September 1st, 2020

Josh had been in business over five years, and had done a great job of building up a loyal clientele and solid product portfolio. His biggest reason for coming to Maui Mastermind had to do with his lack of owner-independence. He felt that if he were to take a vacation or got sick, the business wouldn’t be able to survive without him. He relied on a few key team members, and struggled to give them time off for vacations and events as well. So I sat down with him to talk about his staffing pain points and what to me seemed like a clear cut case of “a lack of cross training.”

I explained to him that by cross training his staff in small, manageable pieces he would be able to start strategically removing himself from the equation all together, without having his business or customer base suffer.

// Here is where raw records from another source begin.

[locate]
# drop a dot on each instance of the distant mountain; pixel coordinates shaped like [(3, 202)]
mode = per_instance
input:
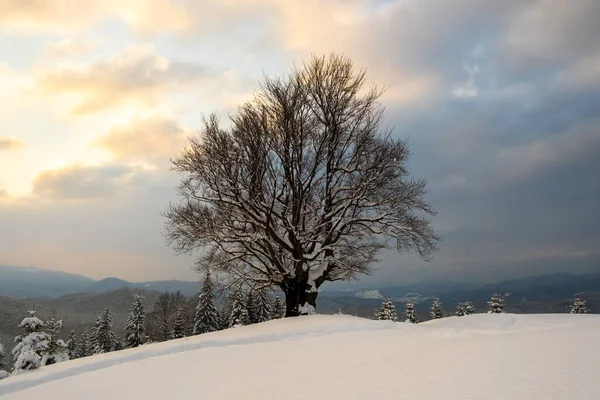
[(22, 282), (25, 282)]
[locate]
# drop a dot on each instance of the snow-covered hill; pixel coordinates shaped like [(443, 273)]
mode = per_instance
[(340, 357)]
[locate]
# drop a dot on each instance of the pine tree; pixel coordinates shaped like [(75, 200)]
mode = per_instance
[(206, 318), (278, 308), (2, 354), (239, 310), (57, 349), (225, 312), (411, 314), (263, 309), (72, 346), (84, 345), (251, 304), (436, 308), (387, 312), (104, 336), (3, 373), (30, 347), (578, 306), (460, 309), (496, 304), (135, 329), (468, 308), (178, 325)]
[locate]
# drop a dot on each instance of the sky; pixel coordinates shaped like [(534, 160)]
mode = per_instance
[(500, 102)]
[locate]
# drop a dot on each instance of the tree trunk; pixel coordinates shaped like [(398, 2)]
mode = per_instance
[(298, 299)]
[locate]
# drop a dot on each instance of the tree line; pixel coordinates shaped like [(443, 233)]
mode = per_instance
[(388, 311), (173, 317)]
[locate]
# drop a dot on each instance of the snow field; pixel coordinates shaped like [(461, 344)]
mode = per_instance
[(483, 356)]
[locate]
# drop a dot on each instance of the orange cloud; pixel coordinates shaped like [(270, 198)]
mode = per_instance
[(9, 143), (152, 140), (81, 182), (137, 77), (37, 16)]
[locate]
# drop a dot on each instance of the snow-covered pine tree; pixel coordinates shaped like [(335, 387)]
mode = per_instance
[(251, 304), (84, 345), (135, 328), (72, 346), (386, 312), (57, 349), (104, 335), (206, 318), (239, 310), (496, 303), (30, 347), (410, 313), (278, 308), (468, 308), (2, 354), (178, 325), (578, 306), (263, 308), (436, 309), (225, 312)]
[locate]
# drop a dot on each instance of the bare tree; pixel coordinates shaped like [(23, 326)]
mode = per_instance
[(304, 187)]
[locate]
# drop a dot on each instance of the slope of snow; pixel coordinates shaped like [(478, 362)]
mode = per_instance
[(484, 356)]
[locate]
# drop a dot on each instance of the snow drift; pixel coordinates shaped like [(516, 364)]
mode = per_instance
[(484, 356)]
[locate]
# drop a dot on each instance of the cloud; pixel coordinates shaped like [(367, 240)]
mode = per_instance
[(575, 145), (135, 77), (39, 16), (68, 48), (9, 143), (79, 182), (153, 140), (551, 31)]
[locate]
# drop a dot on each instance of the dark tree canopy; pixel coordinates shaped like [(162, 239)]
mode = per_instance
[(305, 186)]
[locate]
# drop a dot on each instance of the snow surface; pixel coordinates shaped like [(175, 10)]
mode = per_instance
[(482, 356)]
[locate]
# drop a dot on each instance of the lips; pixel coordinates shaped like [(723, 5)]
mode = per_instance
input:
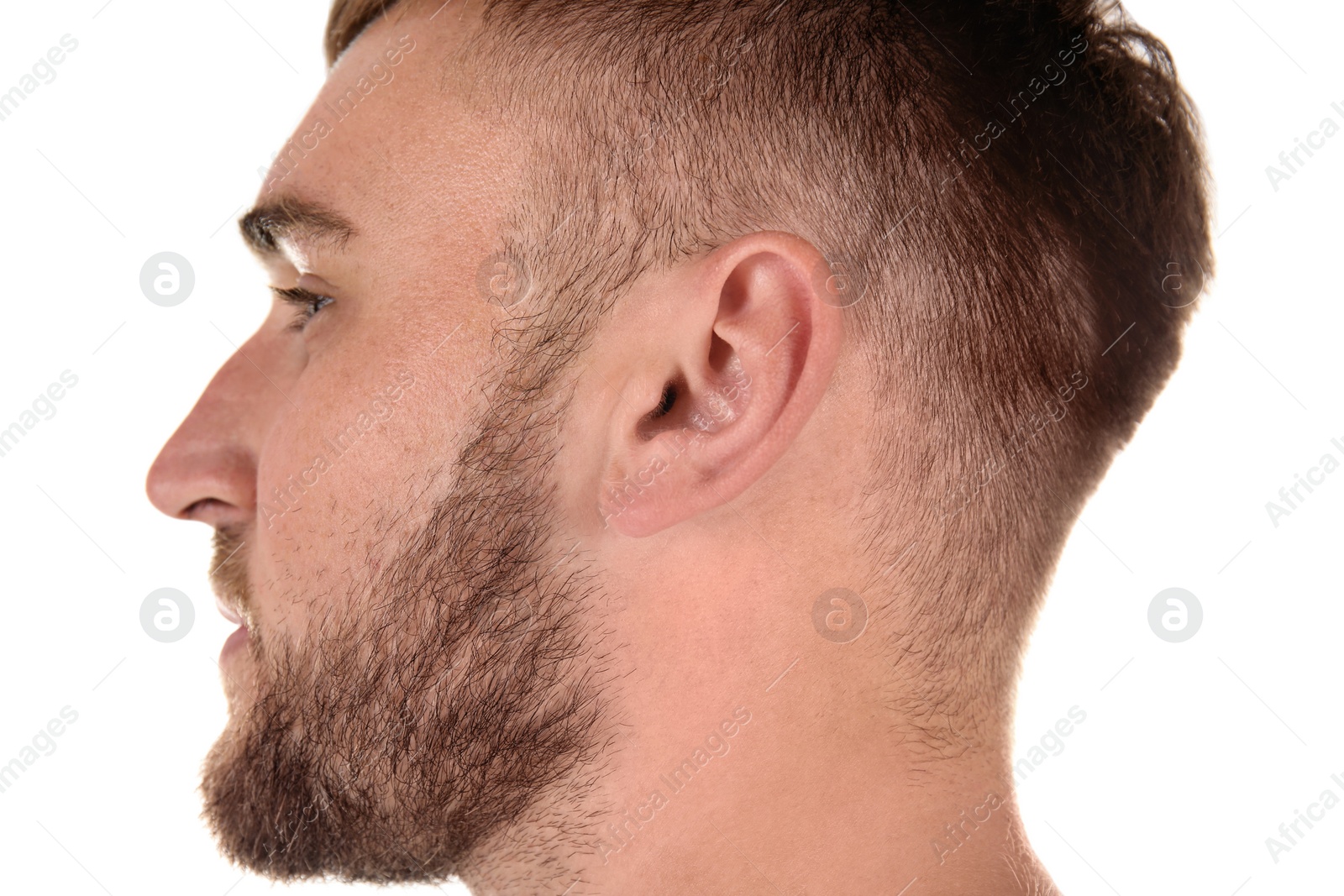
[(228, 613)]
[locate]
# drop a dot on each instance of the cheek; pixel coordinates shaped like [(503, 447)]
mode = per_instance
[(346, 481)]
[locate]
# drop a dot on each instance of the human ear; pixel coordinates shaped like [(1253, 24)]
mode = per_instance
[(722, 376)]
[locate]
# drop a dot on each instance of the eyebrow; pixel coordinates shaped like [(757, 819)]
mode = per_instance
[(293, 219)]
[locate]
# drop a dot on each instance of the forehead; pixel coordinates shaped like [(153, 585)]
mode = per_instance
[(396, 143)]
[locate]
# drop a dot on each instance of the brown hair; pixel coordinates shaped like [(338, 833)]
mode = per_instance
[(1012, 194)]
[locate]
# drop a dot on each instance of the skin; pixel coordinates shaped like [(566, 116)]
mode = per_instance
[(703, 584)]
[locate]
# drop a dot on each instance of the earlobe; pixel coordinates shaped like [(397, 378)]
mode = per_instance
[(722, 385)]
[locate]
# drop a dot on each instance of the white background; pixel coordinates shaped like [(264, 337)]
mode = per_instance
[(151, 137)]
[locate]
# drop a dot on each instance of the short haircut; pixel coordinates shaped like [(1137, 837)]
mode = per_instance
[(1012, 194)]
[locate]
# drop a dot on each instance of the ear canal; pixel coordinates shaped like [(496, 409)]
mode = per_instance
[(665, 402)]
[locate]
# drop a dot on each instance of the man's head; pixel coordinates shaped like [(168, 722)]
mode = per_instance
[(642, 349)]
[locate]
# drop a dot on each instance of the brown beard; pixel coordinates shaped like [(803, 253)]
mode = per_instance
[(430, 711)]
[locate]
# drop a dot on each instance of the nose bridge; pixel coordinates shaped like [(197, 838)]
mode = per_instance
[(213, 454)]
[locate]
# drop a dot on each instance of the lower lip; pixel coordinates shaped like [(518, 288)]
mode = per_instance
[(235, 642)]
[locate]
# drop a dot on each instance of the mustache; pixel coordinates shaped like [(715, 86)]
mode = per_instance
[(228, 570)]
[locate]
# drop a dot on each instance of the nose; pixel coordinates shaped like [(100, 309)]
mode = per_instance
[(207, 470)]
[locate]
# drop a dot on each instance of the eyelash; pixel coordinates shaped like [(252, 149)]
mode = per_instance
[(307, 304)]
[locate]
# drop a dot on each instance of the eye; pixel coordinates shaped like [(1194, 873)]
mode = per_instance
[(307, 304)]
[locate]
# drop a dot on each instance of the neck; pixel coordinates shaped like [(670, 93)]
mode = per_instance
[(800, 790)]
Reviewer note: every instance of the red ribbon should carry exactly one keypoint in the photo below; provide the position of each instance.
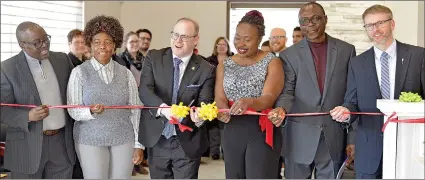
(182, 127)
(394, 118)
(264, 122)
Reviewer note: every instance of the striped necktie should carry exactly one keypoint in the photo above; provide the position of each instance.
(385, 76)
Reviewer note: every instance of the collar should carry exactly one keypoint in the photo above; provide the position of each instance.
(97, 66)
(390, 50)
(184, 59)
(31, 59)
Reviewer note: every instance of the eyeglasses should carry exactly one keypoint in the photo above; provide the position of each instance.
(39, 43)
(378, 24)
(133, 42)
(143, 39)
(183, 37)
(271, 38)
(314, 20)
(106, 43)
(238, 38)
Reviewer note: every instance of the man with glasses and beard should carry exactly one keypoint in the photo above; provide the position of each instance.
(170, 76)
(315, 81)
(39, 141)
(382, 72)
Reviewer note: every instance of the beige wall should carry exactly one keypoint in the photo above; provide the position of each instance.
(406, 16)
(94, 8)
(344, 19)
(211, 16)
(421, 20)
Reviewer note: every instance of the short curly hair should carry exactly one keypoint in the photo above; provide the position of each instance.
(106, 24)
(255, 18)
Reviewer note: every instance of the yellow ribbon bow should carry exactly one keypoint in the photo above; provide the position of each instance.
(208, 111)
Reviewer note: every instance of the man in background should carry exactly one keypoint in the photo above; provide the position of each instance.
(297, 35)
(277, 40)
(266, 46)
(145, 37)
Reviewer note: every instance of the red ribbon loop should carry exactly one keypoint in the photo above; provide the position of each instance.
(182, 127)
(265, 124)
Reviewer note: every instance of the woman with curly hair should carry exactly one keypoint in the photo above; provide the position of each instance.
(250, 80)
(105, 140)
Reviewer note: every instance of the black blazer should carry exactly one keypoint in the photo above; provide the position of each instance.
(156, 88)
(25, 139)
(363, 90)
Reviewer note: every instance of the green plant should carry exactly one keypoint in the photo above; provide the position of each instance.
(410, 97)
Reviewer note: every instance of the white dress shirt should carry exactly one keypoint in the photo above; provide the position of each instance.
(182, 67)
(106, 73)
(392, 62)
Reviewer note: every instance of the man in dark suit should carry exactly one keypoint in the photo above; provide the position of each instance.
(315, 81)
(39, 142)
(170, 76)
(382, 72)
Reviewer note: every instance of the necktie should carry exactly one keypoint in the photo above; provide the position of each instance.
(385, 76)
(170, 129)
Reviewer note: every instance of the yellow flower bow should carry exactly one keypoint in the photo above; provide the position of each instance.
(180, 111)
(208, 111)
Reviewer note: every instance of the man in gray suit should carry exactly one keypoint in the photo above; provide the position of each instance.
(170, 76)
(315, 81)
(39, 142)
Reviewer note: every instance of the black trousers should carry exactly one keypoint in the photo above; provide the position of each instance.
(167, 160)
(247, 154)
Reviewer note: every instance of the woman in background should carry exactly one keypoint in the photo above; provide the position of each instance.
(77, 47)
(106, 141)
(132, 56)
(133, 59)
(220, 52)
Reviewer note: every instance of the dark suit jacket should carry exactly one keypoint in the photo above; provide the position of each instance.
(301, 94)
(363, 90)
(24, 139)
(156, 88)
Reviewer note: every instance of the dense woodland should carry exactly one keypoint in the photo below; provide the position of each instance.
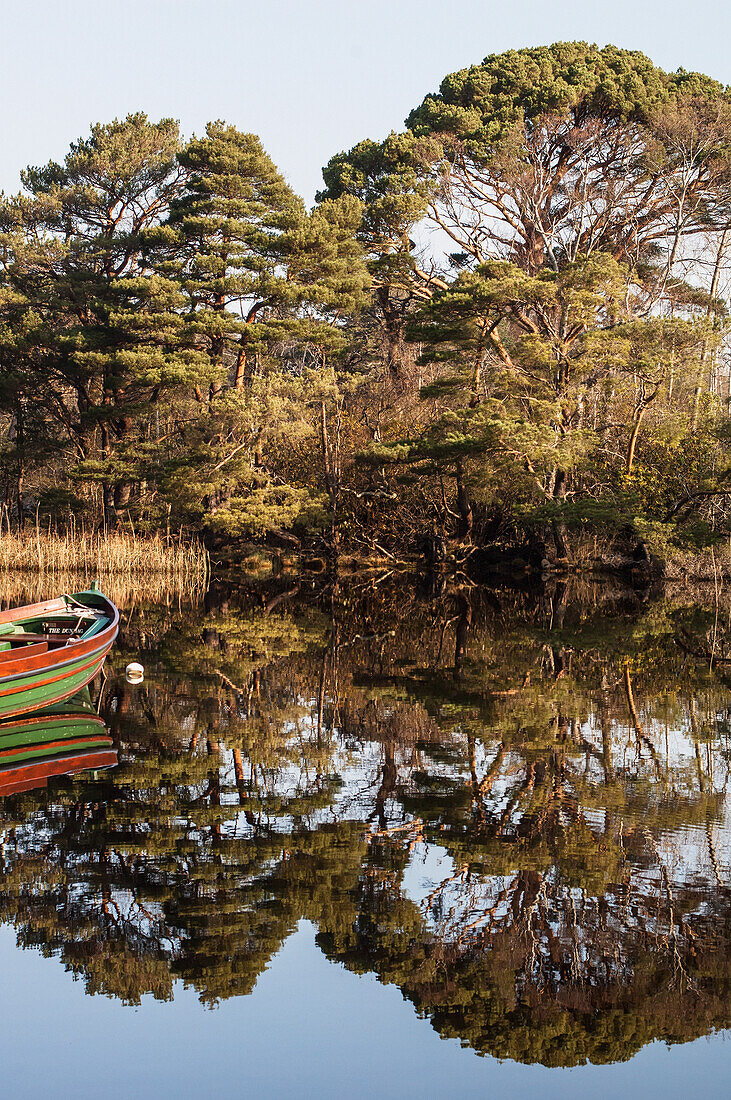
(505, 326)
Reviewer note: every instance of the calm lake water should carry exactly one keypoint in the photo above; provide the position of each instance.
(372, 840)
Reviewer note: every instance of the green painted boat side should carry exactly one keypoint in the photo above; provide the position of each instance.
(43, 679)
(52, 727)
(40, 751)
(31, 693)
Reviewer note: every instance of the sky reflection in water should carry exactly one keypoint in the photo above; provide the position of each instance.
(502, 815)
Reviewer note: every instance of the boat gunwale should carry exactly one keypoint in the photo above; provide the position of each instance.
(18, 666)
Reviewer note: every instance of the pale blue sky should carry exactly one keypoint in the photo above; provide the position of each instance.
(310, 77)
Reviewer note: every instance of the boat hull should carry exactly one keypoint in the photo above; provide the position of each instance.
(39, 689)
(45, 678)
(59, 741)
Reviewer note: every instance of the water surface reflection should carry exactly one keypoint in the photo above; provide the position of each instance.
(512, 805)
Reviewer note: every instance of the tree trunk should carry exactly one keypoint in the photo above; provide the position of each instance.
(464, 506)
(558, 525)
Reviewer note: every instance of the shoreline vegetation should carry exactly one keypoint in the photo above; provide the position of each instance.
(498, 342)
(80, 554)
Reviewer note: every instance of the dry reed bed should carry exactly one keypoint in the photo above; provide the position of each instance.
(139, 563)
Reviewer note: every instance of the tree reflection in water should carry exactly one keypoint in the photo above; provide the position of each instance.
(510, 804)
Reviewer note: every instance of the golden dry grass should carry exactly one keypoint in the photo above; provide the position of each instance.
(41, 561)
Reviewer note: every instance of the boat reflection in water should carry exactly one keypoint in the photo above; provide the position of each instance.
(59, 740)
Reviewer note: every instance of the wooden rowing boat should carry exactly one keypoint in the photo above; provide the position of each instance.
(50, 650)
(61, 740)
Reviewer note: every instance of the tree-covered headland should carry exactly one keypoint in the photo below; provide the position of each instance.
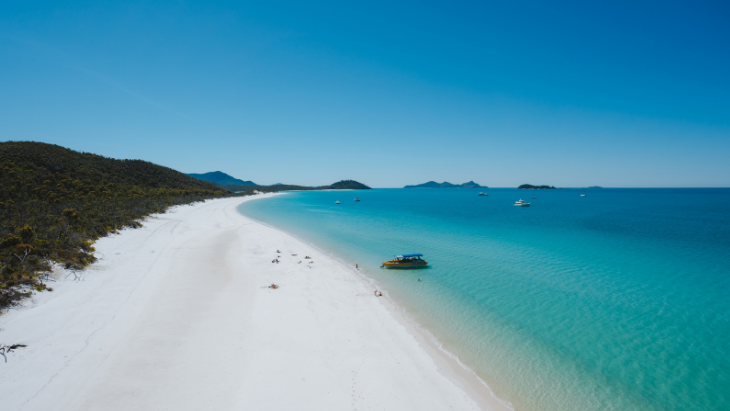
(55, 202)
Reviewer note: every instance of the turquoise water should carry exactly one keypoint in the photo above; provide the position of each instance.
(615, 301)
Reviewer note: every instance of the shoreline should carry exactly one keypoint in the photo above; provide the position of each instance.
(455, 370)
(178, 315)
(458, 372)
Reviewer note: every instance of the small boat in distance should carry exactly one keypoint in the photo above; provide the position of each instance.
(406, 261)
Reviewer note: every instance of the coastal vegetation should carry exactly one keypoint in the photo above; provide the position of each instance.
(55, 202)
(340, 185)
(433, 184)
(531, 187)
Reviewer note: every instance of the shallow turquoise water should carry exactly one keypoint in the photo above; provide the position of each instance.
(614, 301)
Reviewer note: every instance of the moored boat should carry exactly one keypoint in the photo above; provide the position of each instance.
(406, 261)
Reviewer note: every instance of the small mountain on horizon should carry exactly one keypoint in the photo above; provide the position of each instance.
(531, 187)
(445, 184)
(220, 178)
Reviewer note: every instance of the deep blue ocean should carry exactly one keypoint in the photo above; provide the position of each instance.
(619, 300)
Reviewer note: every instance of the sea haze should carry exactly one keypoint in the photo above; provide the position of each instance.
(613, 301)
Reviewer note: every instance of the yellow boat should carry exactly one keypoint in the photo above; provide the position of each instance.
(406, 261)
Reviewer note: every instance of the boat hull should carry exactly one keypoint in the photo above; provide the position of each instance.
(402, 266)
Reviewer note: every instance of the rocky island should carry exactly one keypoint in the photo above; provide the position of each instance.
(433, 184)
(531, 187)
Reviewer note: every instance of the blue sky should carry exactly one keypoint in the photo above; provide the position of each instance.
(619, 94)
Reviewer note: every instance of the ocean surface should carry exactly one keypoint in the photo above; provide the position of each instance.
(619, 300)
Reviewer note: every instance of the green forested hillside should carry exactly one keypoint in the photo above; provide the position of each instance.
(340, 185)
(54, 202)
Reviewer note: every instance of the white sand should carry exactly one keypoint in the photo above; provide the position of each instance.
(177, 316)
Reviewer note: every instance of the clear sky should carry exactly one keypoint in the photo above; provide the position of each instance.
(618, 94)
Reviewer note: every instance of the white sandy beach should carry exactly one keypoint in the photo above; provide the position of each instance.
(177, 315)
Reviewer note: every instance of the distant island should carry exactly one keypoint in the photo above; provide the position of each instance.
(231, 183)
(433, 184)
(219, 177)
(531, 187)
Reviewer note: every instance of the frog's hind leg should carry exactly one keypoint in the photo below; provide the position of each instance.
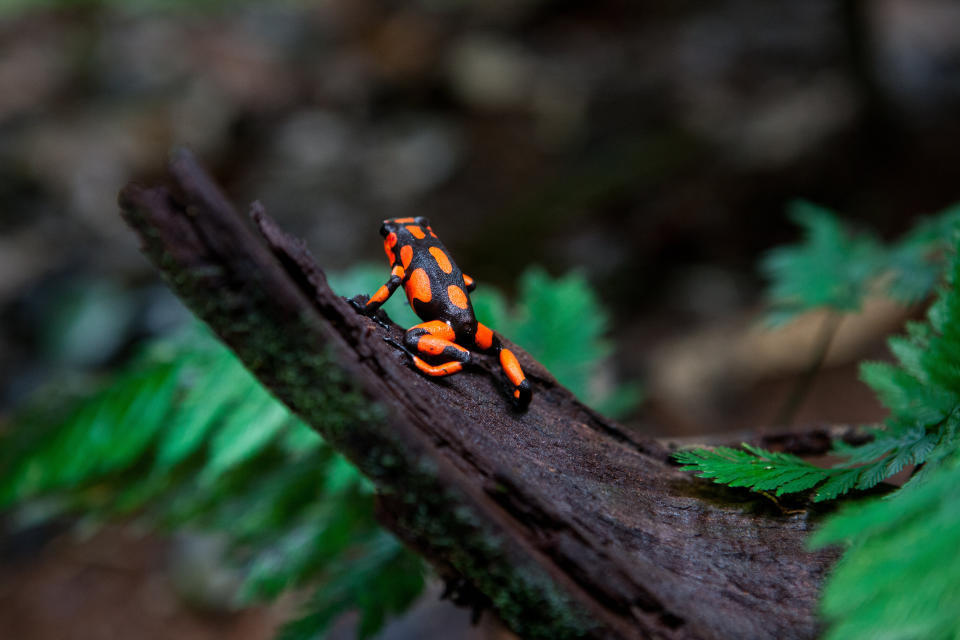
(436, 339)
(487, 340)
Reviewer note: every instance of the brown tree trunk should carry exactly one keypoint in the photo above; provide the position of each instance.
(561, 520)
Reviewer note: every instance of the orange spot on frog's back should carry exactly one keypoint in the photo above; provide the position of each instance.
(416, 231)
(457, 296)
(441, 259)
(418, 286)
(388, 244)
(484, 336)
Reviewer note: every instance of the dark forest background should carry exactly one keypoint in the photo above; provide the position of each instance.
(653, 148)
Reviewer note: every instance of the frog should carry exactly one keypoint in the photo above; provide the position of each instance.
(439, 293)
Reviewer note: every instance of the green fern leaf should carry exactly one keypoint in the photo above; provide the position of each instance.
(900, 577)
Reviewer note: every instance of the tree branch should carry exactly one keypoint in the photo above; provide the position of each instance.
(563, 521)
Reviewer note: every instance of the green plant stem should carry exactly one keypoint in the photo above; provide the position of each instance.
(801, 389)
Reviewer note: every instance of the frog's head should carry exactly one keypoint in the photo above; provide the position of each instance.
(400, 226)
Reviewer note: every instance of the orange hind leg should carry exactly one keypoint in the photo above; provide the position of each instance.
(487, 340)
(435, 338)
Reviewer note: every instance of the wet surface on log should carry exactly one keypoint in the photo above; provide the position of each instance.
(554, 511)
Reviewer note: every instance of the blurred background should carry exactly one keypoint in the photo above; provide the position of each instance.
(652, 149)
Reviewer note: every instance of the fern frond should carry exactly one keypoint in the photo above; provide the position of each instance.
(900, 577)
(753, 468)
(835, 268)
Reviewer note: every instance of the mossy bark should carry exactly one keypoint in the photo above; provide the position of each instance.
(560, 520)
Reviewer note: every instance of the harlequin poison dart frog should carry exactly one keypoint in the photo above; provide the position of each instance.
(438, 292)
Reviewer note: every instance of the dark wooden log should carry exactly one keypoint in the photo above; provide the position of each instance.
(562, 521)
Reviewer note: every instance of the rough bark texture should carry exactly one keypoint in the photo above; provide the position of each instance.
(561, 520)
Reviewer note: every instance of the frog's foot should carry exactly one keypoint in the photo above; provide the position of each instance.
(361, 306)
(435, 339)
(522, 392)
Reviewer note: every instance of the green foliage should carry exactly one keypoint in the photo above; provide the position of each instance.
(900, 575)
(184, 437)
(837, 269)
(922, 393)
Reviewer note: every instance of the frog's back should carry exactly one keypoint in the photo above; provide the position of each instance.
(433, 282)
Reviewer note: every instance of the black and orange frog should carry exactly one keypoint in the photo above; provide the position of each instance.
(438, 292)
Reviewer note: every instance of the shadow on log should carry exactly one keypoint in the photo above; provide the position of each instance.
(559, 519)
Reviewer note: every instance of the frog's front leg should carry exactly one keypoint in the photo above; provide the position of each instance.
(435, 338)
(382, 294)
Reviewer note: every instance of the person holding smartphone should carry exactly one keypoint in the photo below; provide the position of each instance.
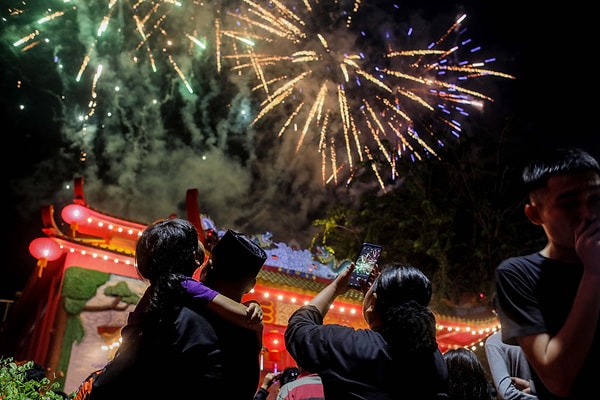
(397, 357)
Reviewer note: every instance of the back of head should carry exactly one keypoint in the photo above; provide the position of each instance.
(168, 246)
(401, 283)
(555, 162)
(289, 374)
(233, 258)
(467, 379)
(408, 325)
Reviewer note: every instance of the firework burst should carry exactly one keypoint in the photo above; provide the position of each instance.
(91, 40)
(347, 78)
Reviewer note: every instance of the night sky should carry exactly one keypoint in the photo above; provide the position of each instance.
(140, 164)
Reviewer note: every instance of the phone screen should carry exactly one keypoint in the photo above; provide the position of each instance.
(365, 261)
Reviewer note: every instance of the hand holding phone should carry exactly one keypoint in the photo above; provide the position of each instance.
(365, 262)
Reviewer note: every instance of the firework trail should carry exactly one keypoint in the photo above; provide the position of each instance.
(345, 77)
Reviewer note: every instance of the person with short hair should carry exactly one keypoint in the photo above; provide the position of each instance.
(549, 300)
(467, 379)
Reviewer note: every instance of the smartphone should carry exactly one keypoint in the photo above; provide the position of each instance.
(365, 261)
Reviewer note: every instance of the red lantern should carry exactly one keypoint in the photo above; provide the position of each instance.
(44, 249)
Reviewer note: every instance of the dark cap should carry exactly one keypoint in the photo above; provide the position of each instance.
(235, 256)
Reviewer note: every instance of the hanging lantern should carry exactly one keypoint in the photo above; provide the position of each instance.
(274, 342)
(44, 249)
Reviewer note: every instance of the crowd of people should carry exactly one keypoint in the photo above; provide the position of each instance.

Here were the four secrets I shared with him:

1. Start with the WHY?

Whenever I train a team member on any task or process, I make it a point to explain to them why it matters in the first place. This simple step will help them realize that the information about to be presented to them is worth paying attention to.

  • Why does it matter to them?
  • How will it help them further things to them, professionally?  personally? (I.e. able to be more effective, more autonomy, flexibility by training others if you need to be gone for kids’ event…etc.
  • Why it matters to company?  I.e. We recognize that you are the only one that knows how to do this task, and we would like you to be able to take time off.
  • Why to clients?

2. Strategically invest just 10% more.

While you are doing an actual job, train as you go.  For many business owners, our first instinct is to set up the training documents on our own and then present them to the staff to train. But in reality, that just makes it more time consuming for all parties involved. It is   easier to pause, assess the task at hand and then teach it in small chunks as you go.

When learning a new skill, you remember what we hear at the first and end of a lesson the most…it’s the middle we don’t remember.  So, think of your training as a series of starts and stops.

3. Think versions.

Nothing is final. Take the pressure of yourself by thinking of your training process in terms of version. Progress not perfection.

4. UBS while training

Creating systems and controls while we train is something we do every single time we onboard a new team member. As you bring on a new person take the last UBS created and improve upon it.  Give some thought for how training will be run.

  • Record while training – Audio? Video? Screen share?
  • Consider transcribing after record
  • Think “modules”. This will make the materials more useful down the road. Take five to ten minutes of focus time and record those sessions.  This will also make it easier to replace/update modules if a particular step changes in the future.